Humpback whales are a species of baleen whale that belong to the Balaenopteridae family. They are scientifically known as Megaptera novaeangliae, with "megaptera" meaning "big-winged". There are several subspecies of humpbacks found around the world, including the North Pacific humpback whales (Megaptera novaeangliae).


Humpback whales are filter feeders that love eating small fish, krill, and plankton. They filter food from the water by using their baleen plates, which are made of keratin and hang from their upper jaw. Humpbacks are known for their unique feeding behavior called bubble netting, where they blow bubbles around their prey to gather them in so they're easier to catch.

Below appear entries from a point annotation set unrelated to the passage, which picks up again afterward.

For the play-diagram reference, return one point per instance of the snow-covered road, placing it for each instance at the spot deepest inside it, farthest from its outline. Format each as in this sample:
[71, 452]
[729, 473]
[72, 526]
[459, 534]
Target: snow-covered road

Humpbacks are large, with adults reaching lengths of up to 16 meters and weighing up to 36,000 kilograms. They have a distinctive body shape, with long pectoral fins that can reach up to one-third of their body length, and a knobby protrusion on their head called the "hump". Humpbacks have many behavioural displays including breaching and tail slapping.


Humpback whales are found in oceans around the world, with populations in the North Pacific, North Atlantic, Southern Ocean, and Indian Ocean. They migrate long distances between their summer feeding grounds in colder waters and their winter breeding and calving grounds in warmer waters.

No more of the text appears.